Mensagem por KaiserLeomon em Sab Mar 21, 2015 4:23 pm

Afinal, um impeachment de Dilma é de fato possível?



São Paulo – De posts e eventos nas redes sociais até discursos de políticos da oposição e aliados, nos últimos dias a palavra impeachment vem aparecendo com frequência. Mas a presidente Dilma Rousseff realmente corre o risco de ter seu segundo mandato encurtado?
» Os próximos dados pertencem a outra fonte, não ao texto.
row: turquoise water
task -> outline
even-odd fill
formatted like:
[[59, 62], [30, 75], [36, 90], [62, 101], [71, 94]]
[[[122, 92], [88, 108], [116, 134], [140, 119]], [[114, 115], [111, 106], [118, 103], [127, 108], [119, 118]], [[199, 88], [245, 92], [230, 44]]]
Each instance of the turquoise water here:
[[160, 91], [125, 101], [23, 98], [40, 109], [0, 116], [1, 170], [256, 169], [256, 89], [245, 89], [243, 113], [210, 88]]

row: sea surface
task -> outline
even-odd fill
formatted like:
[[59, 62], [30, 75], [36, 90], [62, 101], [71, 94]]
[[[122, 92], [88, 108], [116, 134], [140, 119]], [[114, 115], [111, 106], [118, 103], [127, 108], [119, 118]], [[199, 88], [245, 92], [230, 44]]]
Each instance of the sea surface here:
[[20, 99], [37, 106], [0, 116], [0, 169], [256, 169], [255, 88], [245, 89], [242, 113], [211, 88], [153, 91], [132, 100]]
Um estudo elaborado pela consultoria política Arko Advice mostra que as chances de um impeachment são de 30%. No início do mês, esse índice estava em 15%. Apesar de o aumento significativo, a possibilidade de abertura de um processo para impedir que Dilma termine o seu segundo mandato é bastante remota.
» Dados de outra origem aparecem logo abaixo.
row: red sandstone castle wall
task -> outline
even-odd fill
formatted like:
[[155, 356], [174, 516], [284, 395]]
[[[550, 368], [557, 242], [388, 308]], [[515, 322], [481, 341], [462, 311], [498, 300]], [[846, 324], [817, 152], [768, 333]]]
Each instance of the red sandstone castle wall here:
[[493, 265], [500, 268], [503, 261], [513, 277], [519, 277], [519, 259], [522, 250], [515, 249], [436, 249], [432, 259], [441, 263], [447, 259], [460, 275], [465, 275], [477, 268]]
O presidente da Câmara, Eduardo Cunha, principal desafeto da presidente atualmente, diz que não vê espaço para a discussão de um possível impeachment.

Na prática, qualquer cidadão pode entrar com uma denúncia contra a presidente por crimes de responsabilidade, mas cabe ao presidente da Câmara dos Deputados julgá-la procedente e abrir uma comissão especial para analisar o pedido.

Para que o processo de impeachment seja aberto, dois terços dos deputados devem votar a favor da sua instalação. O Senado então deve decidir, na mesma proporção, se o mandato pode ser interrompido ou não.

No caso do ex-presidente Fernando Collor de Mello, o processo para o impeachment durou cerca de sete meses, desde a instalação da comissão parlamentar mista de inquérito, em 1º de junho de 1992, até a renúncia de Collor, em 29 de dezembro de 1992.

“O impeachment é uma medida de exceção”, afirma Cláudio Pereira de Souza Neto, professor de Direito Constitucional na Universidade Federal Fluminense (UFF).



O momento histórico atual difere (e muito) do Brasil de 22 anos atrás. “O PT não é o PRN. Quando se tirou o Collor, o país estremeceu, mas se reergueu. Se o PT cair, não vai ser fácil”, afirma Humberto Dantas, professor de Ciências Políticas do Insper, em São Paulo.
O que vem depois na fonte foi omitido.